Monday, May 02, 2005

Georgie Bush and the Supremes

I need to find, find someone to call mine.
President Bush has a problem. Supreme Court Chief Justice William Rehnquist is likely to retire this year. Other Justices are aging and likely to die or retire soon. This sounds like an opportunity for our Dear Leader to remake the court. But it will be tough for him to get a justice as conservative as he would prefer.

But all you do is treat me bad,
break my heart and leave me sad.
Congressional Democrats by now are wise to the fact that Bush's agenda isn't one of "limited government" and "originalism." They have realized that his principles come from the radical right. And Senate Democrats have finally rediscovered unity and backbone. Dear Leader is having trouble with lesser federal judgeships, and they would be just a warm-up for the Supreme Court.

It's a game of give and take.
Any radical right-winger will face intense scrutiny, and will therefore face either of two problems. If there's a substantial record (of judicial opinions, laws passed, political writing), the nominee will be opposed on the basis of the record.
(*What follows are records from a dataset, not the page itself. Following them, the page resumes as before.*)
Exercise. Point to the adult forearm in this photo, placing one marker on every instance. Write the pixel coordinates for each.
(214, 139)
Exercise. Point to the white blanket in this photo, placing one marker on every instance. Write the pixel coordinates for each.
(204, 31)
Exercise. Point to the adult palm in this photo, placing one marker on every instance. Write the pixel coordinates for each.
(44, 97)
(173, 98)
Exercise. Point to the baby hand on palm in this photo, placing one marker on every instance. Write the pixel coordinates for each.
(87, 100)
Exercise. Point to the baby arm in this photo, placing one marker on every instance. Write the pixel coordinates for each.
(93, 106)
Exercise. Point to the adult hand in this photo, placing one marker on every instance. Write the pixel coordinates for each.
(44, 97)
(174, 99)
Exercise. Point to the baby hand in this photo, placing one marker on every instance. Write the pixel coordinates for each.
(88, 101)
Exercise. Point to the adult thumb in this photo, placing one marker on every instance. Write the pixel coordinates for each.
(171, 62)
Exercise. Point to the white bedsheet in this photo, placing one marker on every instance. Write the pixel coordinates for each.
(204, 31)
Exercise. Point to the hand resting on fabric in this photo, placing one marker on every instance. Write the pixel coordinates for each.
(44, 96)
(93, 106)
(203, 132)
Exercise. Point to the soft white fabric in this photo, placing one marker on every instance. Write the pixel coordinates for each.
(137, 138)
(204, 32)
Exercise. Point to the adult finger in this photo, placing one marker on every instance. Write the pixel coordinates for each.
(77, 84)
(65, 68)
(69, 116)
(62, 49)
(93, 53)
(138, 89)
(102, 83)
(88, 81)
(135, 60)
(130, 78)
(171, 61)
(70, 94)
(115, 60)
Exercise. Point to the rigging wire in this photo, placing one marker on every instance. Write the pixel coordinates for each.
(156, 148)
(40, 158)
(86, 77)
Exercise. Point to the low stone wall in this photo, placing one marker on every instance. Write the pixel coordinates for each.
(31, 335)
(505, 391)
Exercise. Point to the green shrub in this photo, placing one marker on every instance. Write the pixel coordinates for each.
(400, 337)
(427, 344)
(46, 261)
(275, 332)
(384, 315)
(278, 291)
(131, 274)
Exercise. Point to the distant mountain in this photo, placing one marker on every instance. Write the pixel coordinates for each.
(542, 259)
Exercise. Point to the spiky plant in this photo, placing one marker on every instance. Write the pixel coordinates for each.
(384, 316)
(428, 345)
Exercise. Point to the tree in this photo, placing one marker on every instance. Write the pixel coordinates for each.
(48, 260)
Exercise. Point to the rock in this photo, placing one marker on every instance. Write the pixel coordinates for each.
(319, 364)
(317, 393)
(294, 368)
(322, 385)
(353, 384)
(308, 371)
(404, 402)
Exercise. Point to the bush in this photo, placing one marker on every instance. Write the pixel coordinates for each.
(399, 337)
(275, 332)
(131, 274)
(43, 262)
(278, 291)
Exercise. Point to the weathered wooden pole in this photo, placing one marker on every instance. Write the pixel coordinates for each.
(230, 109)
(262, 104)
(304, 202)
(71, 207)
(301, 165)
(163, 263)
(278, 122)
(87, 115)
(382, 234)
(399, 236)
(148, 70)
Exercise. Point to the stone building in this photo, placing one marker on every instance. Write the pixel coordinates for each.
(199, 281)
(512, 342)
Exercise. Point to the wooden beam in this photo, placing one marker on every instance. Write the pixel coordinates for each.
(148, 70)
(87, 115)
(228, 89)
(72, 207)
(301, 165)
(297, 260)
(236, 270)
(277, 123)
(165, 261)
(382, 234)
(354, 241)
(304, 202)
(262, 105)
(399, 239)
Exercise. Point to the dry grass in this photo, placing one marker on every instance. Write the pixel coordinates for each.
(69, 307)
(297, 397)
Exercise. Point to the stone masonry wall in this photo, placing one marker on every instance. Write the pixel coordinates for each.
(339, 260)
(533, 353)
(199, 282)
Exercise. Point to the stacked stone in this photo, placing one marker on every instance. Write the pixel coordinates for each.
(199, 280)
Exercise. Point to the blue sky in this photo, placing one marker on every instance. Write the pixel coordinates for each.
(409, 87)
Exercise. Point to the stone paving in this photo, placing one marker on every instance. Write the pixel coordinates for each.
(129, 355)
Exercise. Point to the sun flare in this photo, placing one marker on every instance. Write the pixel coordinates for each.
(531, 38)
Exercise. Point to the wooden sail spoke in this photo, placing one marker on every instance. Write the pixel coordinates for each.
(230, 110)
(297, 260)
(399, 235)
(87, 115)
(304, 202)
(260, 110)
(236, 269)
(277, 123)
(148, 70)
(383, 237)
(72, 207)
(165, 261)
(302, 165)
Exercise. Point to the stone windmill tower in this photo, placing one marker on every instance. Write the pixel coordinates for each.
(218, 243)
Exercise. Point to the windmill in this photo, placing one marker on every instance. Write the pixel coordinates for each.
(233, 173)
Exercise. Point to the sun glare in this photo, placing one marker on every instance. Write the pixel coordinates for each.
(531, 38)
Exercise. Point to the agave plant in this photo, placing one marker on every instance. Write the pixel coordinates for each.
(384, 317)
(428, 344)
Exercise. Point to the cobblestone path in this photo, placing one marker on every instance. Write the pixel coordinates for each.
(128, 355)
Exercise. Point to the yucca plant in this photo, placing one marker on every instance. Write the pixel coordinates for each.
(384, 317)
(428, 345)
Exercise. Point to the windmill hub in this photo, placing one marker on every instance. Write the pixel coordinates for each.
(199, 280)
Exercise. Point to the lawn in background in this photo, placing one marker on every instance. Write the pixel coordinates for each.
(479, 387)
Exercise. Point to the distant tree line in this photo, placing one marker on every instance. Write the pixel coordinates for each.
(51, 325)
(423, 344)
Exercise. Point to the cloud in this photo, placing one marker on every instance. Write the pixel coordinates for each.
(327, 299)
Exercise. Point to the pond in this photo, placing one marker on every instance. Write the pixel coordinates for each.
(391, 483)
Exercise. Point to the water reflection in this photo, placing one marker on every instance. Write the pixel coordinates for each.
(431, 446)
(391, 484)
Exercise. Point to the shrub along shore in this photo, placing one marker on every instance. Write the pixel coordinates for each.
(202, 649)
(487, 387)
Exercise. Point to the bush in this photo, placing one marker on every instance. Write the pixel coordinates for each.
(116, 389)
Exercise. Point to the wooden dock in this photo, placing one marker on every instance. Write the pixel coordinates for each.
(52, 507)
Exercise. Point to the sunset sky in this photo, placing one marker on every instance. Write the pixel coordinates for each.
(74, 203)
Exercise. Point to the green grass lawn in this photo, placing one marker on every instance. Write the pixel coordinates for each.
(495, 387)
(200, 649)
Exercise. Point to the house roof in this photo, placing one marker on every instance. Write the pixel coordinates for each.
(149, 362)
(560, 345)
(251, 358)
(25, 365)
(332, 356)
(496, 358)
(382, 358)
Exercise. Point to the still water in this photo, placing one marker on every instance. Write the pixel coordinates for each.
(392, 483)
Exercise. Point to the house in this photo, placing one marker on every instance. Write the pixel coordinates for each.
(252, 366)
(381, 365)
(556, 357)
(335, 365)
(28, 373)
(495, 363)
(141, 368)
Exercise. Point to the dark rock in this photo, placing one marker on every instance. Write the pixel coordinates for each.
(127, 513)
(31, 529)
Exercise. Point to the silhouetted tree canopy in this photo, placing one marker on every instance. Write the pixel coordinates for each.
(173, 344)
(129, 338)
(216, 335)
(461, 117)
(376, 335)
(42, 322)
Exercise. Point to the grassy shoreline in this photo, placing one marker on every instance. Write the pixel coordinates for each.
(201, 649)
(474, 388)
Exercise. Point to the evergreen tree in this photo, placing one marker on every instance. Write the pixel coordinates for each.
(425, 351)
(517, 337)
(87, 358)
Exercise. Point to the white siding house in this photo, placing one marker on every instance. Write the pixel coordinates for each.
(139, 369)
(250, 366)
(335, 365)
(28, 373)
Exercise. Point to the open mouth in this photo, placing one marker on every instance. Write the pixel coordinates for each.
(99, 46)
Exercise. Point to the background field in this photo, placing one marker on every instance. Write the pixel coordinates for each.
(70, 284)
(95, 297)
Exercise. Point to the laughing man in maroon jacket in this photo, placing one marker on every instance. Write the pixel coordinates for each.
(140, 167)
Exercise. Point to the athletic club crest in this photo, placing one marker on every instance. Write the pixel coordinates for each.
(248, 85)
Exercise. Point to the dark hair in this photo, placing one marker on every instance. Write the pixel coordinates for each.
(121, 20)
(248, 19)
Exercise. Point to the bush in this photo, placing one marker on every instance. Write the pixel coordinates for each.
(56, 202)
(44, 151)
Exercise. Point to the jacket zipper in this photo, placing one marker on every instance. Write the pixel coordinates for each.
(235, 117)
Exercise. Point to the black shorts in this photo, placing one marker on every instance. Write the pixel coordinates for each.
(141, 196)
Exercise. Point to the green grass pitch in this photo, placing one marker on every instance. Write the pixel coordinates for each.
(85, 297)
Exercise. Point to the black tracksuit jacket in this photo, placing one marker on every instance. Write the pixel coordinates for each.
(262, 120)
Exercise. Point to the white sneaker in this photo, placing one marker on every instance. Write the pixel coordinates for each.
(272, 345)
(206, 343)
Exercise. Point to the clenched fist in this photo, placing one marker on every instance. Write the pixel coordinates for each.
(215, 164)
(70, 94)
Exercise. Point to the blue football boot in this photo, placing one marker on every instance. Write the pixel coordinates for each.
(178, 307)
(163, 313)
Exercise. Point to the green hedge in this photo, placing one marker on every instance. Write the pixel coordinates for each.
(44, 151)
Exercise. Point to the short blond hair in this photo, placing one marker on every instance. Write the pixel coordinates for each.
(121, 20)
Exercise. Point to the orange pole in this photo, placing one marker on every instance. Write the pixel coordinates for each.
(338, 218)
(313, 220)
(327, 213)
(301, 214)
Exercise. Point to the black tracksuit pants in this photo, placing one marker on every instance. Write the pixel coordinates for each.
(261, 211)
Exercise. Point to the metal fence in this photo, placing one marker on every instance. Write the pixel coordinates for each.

If there's no record to scrutinize — a "stealth candidate," like Clarence Thomas — the nominee will be opposed on grounds of inexperience.

Why you do me like you do
after I've been true to you?
Besides, a lifetime appointment gives freedom that makes any nominee a risk (look at David Souter). Bush's favorite Supremes — Rehnquist, Scalia, and Thomas — all served in the executive branch: Thomas as head of the Equal Employment Opportunity Commission, Rehnquist and Scalia in the Office of Legal Counsel. So if a reliably extreme right-wing record is impossible, deference to the executive branch could be the next best thing.

Suddenly, I hear a symphony.
Bush's Chief Justice nominee should be both a thinker and a doer, someone with experience both as a law school professor and a prosecutor. It wouldn't hurt to be close to the Bush family. Bush needs somebody Democrats can't resist. A great candidate would make Dems swoon so hard they give Bush all his other appointments — the currently-stalled federal judges and any future associate justices on the Supreme Court. The ideal nomination would even weaken the Democratic Party and throw it into disarray.

Baby, think it over
think it over, baby.
There's no such person, right? How 'bout Bill Clinton? Clinton is a friend of the Bush family. He was a law school professor and later Arkansas Attorney General. And I think he's had a little experience in the executive branch. Putting Bill Clinton on the Court would complicate Democratic politics while removing the Dems' most effective campaigner since RFK. How much would Senate Democrats give up in exchange for his nomination?